French author Guy de Maupassant on war

This video says about itself:

Official Bel Ami Trailer

Based on the novel by Guy de Maupassant, Bel Ami chronicles the rise of penniless ex-soldier Georges Duroy through the echelons of the 1890s Parisian elite and is a tale of ambition, power and seduction.

Starring Robert Pattinson, Uma Thurman, Kristin Scott Thomas, Christina Ricci and Colm Meaney.

From Rick Rozoff’s blog; on Guy de Maupassant, who had been a volunteer soldier in the 1870-1871 Franco-Prussian war:

Guy de Maupassant: Why does society not rise up bodily in rebellion at the word “war”?

January 17, 2013

Guy de Maupassant

From Sur l’eau (1888)

Translated by Laura Ensor

Nothing can give a better idea of human labour, of the intricate and formidable labour done by the ingeniously clever hands of the puny human animal, than the enormous iron citadels which float and sail about bearing an army of soldiers, an arsenal of monstrous arms, the enormous masses of which are made of tiny pieces fitted, soldered, forged, bolted together, a toil of ants and giants, – which shows at the same time all the genius, all the weakness, and all the irretrievable barbarousness of the race, so active and so feeble, directing all its efforts towards creating instruments for its own self-destruction.

Those who in former days raised up cathedrals in stone, carved as finely as any lacework, fairy-like palaces to shelter childish and pious fancies, were they worth less than those who now-a-days launch forth on the sea these iron houses, real temples of Death?

At the mere mention of the word war, I am seized with a sense of bewilderment, as though I heard of witchcraft, of the inquisition, of some far distant thing, ended long ago, abominable and monstrous, against all natural law.

When we talk of cannibals, we proudly smile and proclaim our superiority over these savages. Which are the savages, the true savages? Those who fight to eat the vanquished, or those who fight to kill, only to kill?

The gallant little soldiers running about over there, are as surely doomed to death, as the flocks of sheep driven along the road by the butcher. They will fall on some plain, with their heads split open by sabre cuts, or their chests riddled by bullets, and yet they are young men who might work, produce something, be useful. Their fathers are old and poverty-stricken, their mothers, who during twenty years have loved them, adored them as only mothers can adore, may perchance hear in six months or a year, that the son, the child, the big fellow, reared with so much care, at such an expense and with so much love, has been cast in a hole like a dead dog, after having been ripped open by a bullet and trampled, crushed, mangled by the rush of cavalry charges. Why have they killed her boy, her beautiful boy, her sole hope, her pride, her life? She cannot understand. Yes, indeed, why?

War! fighting! slaughtering! butchering men!
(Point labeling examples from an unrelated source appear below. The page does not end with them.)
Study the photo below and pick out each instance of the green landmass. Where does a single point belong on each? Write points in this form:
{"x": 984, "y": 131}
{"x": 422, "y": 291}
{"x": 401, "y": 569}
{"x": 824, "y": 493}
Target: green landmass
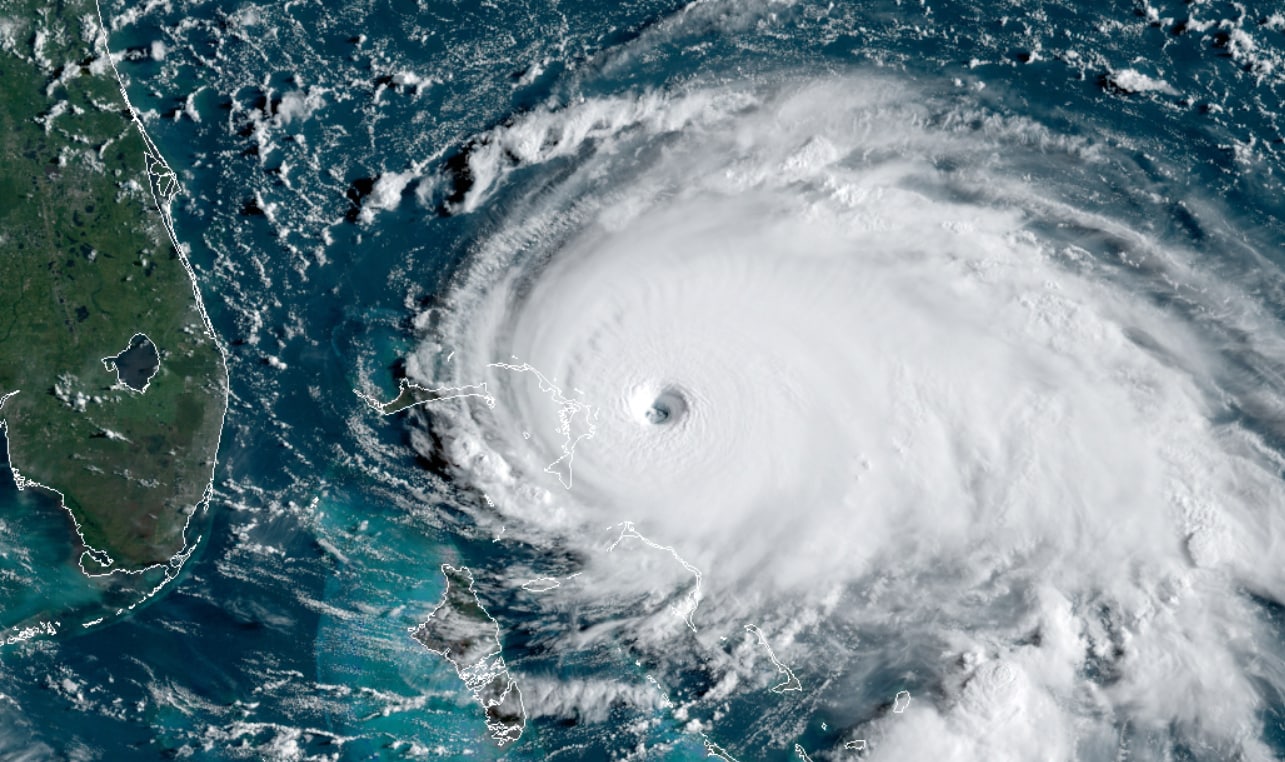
{"x": 86, "y": 262}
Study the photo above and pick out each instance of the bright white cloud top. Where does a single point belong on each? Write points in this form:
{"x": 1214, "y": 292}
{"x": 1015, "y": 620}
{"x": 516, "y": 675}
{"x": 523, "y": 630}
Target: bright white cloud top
{"x": 875, "y": 360}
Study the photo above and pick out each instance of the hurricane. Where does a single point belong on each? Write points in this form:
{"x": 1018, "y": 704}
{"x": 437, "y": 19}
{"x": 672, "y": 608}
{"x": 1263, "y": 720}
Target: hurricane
{"x": 925, "y": 392}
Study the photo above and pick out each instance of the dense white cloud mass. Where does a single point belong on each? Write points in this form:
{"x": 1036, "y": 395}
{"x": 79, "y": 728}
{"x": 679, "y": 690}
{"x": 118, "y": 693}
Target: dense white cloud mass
{"x": 877, "y": 361}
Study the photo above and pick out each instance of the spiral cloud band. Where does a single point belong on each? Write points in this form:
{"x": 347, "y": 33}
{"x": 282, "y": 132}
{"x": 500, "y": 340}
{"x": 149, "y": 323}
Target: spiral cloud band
{"x": 875, "y": 361}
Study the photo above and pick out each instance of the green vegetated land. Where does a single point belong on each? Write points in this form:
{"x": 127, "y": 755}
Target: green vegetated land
{"x": 86, "y": 264}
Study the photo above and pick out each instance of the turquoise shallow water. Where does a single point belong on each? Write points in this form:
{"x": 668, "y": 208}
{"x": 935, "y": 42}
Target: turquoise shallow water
{"x": 287, "y": 635}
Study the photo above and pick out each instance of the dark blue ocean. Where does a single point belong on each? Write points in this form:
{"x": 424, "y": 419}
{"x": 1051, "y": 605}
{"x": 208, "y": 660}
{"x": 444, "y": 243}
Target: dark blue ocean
{"x": 285, "y": 637}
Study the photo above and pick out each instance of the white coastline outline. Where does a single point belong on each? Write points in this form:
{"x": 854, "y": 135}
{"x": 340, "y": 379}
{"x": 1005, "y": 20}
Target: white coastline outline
{"x": 629, "y": 532}
{"x": 443, "y": 395}
{"x": 496, "y": 735}
{"x": 109, "y": 364}
{"x": 713, "y": 749}
{"x": 157, "y": 171}
{"x": 541, "y": 585}
{"x": 568, "y": 410}
{"x": 900, "y": 702}
{"x": 790, "y": 682}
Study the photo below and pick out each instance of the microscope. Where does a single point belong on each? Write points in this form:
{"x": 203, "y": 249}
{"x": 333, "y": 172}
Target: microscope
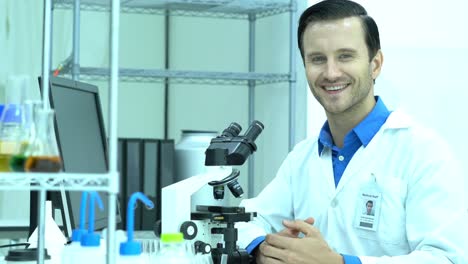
{"x": 211, "y": 228}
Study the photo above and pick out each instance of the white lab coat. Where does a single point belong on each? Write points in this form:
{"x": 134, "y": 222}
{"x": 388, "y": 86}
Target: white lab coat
{"x": 423, "y": 214}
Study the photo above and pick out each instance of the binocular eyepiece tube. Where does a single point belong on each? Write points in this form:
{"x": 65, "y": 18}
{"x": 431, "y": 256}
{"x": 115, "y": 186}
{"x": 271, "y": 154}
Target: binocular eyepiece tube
{"x": 234, "y": 129}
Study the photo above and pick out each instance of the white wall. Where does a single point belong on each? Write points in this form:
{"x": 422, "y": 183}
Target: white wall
{"x": 425, "y": 49}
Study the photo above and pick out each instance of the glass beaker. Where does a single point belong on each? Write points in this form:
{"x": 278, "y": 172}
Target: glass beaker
{"x": 12, "y": 120}
{"x": 18, "y": 160}
{"x": 42, "y": 153}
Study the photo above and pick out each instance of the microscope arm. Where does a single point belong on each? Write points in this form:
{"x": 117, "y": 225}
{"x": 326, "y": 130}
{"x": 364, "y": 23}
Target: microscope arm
{"x": 176, "y": 198}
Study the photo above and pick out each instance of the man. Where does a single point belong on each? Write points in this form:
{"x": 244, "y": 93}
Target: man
{"x": 369, "y": 206}
{"x": 312, "y": 211}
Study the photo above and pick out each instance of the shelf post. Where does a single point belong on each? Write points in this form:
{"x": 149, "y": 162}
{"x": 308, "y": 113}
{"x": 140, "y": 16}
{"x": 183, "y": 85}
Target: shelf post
{"x": 252, "y": 19}
{"x": 113, "y": 100}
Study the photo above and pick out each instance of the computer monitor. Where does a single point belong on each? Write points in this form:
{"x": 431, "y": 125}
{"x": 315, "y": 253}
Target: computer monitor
{"x": 81, "y": 139}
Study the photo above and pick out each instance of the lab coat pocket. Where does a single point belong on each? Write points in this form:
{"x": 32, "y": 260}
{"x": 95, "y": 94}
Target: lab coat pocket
{"x": 390, "y": 219}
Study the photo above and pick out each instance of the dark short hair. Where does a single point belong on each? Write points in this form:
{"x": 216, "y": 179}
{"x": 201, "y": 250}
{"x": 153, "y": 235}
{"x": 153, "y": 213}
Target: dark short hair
{"x": 339, "y": 9}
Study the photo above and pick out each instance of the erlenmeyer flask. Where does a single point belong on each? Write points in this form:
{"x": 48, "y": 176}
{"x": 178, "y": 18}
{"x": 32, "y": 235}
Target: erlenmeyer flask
{"x": 12, "y": 120}
{"x": 18, "y": 160}
{"x": 42, "y": 153}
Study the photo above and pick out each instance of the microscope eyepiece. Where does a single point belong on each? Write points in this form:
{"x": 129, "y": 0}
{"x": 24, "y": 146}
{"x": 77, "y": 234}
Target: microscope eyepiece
{"x": 235, "y": 188}
{"x": 232, "y": 130}
{"x": 254, "y": 130}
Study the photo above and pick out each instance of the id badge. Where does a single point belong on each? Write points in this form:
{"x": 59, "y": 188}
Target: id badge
{"x": 368, "y": 206}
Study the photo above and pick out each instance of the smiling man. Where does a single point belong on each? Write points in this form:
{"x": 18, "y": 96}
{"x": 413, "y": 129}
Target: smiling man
{"x": 312, "y": 210}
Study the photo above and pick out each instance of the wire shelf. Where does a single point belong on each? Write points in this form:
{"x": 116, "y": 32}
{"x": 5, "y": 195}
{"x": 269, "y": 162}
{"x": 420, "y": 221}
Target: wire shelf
{"x": 207, "y": 8}
{"x": 57, "y": 181}
{"x": 193, "y": 77}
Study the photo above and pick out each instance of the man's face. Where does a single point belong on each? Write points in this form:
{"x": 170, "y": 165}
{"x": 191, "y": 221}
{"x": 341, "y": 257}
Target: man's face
{"x": 338, "y": 70}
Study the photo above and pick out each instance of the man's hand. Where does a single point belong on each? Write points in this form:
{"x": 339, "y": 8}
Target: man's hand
{"x": 284, "y": 247}
{"x": 291, "y": 231}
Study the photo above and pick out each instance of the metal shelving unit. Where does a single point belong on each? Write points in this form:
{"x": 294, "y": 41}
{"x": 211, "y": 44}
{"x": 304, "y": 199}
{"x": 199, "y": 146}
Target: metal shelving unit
{"x": 198, "y": 77}
{"x": 206, "y": 8}
{"x": 233, "y": 9}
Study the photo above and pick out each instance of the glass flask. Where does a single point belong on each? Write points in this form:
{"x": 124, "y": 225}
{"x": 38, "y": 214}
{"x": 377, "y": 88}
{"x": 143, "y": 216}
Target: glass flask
{"x": 42, "y": 153}
{"x": 18, "y": 160}
{"x": 12, "y": 120}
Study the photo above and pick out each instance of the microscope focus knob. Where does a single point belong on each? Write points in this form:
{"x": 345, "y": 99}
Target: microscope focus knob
{"x": 189, "y": 230}
{"x": 202, "y": 247}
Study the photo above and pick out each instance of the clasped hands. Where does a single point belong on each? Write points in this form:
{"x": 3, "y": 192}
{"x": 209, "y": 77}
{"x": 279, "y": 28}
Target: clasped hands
{"x": 286, "y": 247}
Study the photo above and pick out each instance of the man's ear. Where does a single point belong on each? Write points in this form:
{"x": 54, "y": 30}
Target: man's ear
{"x": 376, "y": 64}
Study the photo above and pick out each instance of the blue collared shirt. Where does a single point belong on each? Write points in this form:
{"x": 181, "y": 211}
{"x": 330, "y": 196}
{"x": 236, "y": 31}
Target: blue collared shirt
{"x": 359, "y": 136}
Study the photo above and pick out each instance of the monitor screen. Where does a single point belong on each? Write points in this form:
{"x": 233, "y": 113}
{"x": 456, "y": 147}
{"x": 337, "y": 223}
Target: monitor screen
{"x": 81, "y": 139}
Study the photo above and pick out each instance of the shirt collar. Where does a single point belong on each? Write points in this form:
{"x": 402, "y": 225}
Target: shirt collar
{"x": 364, "y": 131}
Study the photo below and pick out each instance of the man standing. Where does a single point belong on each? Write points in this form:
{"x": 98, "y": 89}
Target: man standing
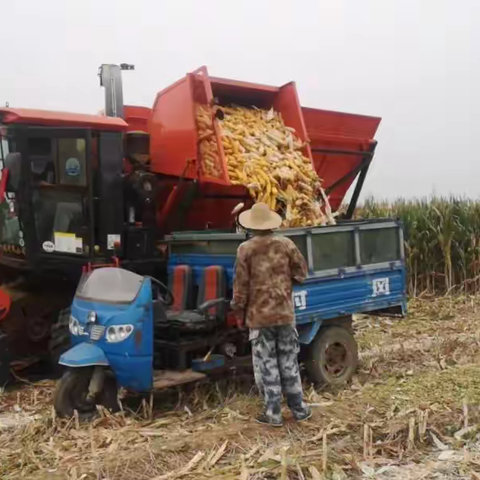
{"x": 267, "y": 265}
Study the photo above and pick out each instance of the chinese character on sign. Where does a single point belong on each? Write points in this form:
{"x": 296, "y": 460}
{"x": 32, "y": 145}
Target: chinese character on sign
{"x": 300, "y": 299}
{"x": 381, "y": 286}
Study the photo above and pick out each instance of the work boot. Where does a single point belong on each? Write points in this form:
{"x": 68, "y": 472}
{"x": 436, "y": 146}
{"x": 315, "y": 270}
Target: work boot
{"x": 305, "y": 416}
{"x": 265, "y": 420}
{"x": 302, "y": 414}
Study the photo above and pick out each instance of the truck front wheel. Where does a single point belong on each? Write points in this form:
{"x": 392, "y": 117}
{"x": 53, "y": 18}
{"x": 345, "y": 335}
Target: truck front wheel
{"x": 332, "y": 357}
{"x": 72, "y": 391}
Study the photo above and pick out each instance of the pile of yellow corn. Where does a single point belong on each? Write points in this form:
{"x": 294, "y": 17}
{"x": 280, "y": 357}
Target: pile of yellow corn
{"x": 265, "y": 156}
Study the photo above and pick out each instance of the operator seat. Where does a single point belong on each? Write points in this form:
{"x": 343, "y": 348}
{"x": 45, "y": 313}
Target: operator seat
{"x": 180, "y": 284}
{"x": 211, "y": 303}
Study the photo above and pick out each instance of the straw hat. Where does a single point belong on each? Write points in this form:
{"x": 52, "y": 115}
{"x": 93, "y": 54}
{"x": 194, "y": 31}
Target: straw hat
{"x": 260, "y": 217}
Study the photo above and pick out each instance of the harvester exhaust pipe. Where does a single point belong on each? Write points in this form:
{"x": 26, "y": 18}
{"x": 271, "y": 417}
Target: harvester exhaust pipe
{"x": 111, "y": 79}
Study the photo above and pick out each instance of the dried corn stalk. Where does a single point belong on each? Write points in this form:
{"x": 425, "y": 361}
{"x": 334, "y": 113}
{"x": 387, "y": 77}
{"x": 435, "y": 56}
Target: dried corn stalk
{"x": 265, "y": 156}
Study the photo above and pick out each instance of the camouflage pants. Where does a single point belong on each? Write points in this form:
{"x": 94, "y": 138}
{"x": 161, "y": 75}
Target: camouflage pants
{"x": 275, "y": 365}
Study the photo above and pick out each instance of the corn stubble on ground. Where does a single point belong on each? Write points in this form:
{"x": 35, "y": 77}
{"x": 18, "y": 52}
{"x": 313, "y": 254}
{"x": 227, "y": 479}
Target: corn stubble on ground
{"x": 265, "y": 156}
{"x": 412, "y": 412}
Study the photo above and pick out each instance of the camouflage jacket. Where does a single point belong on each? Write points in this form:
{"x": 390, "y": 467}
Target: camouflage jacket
{"x": 267, "y": 266}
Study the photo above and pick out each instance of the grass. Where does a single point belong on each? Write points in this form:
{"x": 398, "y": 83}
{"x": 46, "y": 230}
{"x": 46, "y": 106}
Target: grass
{"x": 417, "y": 377}
{"x": 442, "y": 241}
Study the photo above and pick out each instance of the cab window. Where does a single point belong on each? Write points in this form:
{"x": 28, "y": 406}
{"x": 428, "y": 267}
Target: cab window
{"x": 58, "y": 161}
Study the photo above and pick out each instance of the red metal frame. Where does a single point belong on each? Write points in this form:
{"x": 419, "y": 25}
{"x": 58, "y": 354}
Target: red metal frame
{"x": 173, "y": 129}
{"x": 5, "y": 304}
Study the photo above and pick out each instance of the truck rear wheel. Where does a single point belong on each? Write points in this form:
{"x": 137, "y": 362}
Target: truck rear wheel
{"x": 332, "y": 357}
{"x": 72, "y": 390}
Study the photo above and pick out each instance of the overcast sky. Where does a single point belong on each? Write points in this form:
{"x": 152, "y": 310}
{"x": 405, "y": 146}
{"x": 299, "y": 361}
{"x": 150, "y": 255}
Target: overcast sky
{"x": 415, "y": 63}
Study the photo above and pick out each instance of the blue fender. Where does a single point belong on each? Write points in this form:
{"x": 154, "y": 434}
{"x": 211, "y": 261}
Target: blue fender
{"x": 84, "y": 355}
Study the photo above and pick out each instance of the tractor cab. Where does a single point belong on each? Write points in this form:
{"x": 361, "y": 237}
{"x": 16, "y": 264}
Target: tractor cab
{"x": 61, "y": 188}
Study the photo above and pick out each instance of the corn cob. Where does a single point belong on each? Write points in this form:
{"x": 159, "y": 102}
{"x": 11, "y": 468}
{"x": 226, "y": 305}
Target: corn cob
{"x": 266, "y": 157}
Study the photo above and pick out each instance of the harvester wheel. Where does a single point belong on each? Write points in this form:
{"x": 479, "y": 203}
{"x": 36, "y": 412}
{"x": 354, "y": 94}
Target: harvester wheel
{"x": 72, "y": 390}
{"x": 332, "y": 357}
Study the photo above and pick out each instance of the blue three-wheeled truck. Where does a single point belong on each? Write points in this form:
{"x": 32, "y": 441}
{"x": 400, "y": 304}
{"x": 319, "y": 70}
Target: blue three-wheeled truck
{"x": 136, "y": 332}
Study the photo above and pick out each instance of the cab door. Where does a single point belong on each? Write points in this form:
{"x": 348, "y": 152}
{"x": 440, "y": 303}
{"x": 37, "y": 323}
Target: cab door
{"x": 59, "y": 175}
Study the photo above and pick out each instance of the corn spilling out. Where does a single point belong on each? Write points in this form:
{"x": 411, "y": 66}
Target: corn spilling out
{"x": 265, "y": 156}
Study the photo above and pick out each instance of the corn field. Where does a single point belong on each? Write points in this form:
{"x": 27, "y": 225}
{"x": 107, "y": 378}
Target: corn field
{"x": 442, "y": 241}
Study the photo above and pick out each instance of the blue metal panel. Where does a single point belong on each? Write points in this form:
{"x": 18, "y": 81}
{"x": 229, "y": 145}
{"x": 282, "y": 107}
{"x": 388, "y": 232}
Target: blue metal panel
{"x": 366, "y": 291}
{"x": 83, "y": 355}
{"x": 131, "y": 359}
{"x": 360, "y": 291}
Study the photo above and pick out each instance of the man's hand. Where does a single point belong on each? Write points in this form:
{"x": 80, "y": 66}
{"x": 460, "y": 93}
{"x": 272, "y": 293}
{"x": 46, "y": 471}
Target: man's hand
{"x": 240, "y": 322}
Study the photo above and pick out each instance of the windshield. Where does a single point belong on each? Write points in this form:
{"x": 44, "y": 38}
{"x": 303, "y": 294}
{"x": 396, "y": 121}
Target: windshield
{"x": 11, "y": 238}
{"x": 112, "y": 285}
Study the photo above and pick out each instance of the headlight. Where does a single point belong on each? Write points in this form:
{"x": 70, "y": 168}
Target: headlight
{"x": 91, "y": 317}
{"x": 118, "y": 333}
{"x": 74, "y": 326}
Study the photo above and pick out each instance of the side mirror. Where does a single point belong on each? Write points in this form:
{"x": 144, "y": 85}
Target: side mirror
{"x": 13, "y": 163}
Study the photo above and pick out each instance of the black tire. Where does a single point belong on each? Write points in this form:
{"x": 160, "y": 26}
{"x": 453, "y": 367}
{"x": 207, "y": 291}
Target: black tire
{"x": 72, "y": 389}
{"x": 59, "y": 337}
{"x": 332, "y": 357}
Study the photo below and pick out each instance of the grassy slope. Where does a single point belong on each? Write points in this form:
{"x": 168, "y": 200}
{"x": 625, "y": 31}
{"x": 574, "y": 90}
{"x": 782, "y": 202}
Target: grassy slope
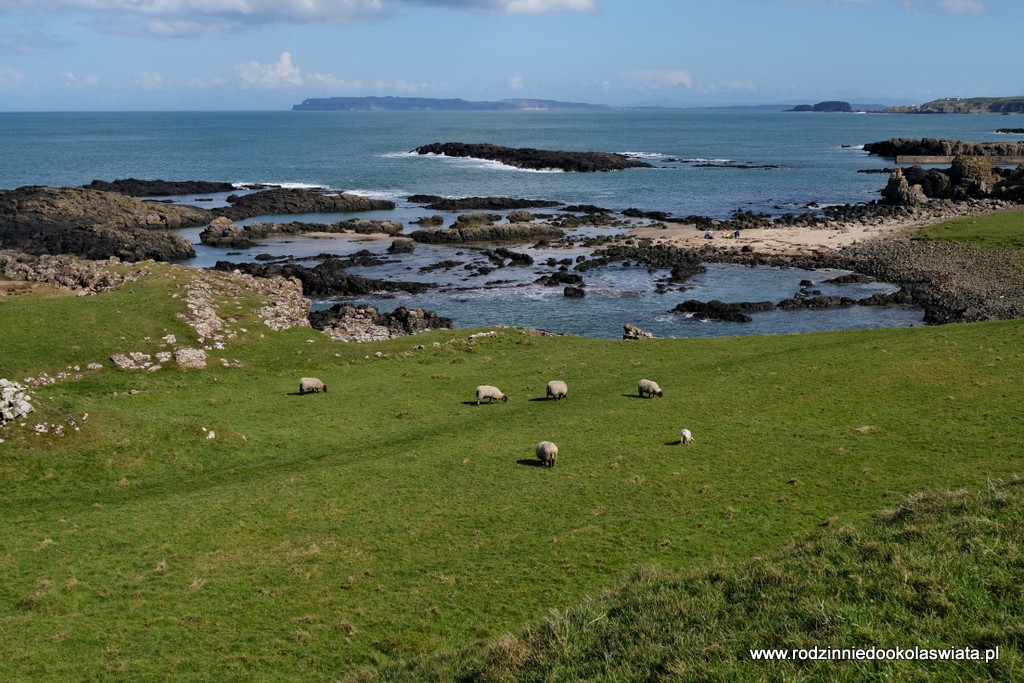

And to think that now, in our own century, with all our civilisation, with the expansion of science and the height of philosophy to which the human race is supposed to have attained, we should have schools in which we teach the art of killing, of killing from afar, to perfection, numbers of people at the same time; poor devils, innocent men, fathers of families, men of untarnished reputation. The most astounding thing is that the people do not rise up against the governing power. What difference is there then between monarchies and republics? And what is more astounding still, why does society not rise up bodily in rebellion at the word “war”?

Should we not have spurned any other than Victor Hugo, who should have launched forth the grand cry of deliverance and truth?

“To-day, might is called violence, and is beginning to be condemned; war is arraigned. Civilisation, at the demand of all humanity, directs an inquiry and indicts the great criminal brief against conquerors and generals. The nations are beginning to understand that the aggrandizement of a crime can in no way lessen it; that if murder is a crime, to murder a great many does not create any attenuating circumstance; that if robbery is a disgrace, invasion cannot be a glory.

“Ah! Let us proclaim the peremptory truth, let us dishonour war.”

Idle auger, poetic indignation! War is more venerated than ever.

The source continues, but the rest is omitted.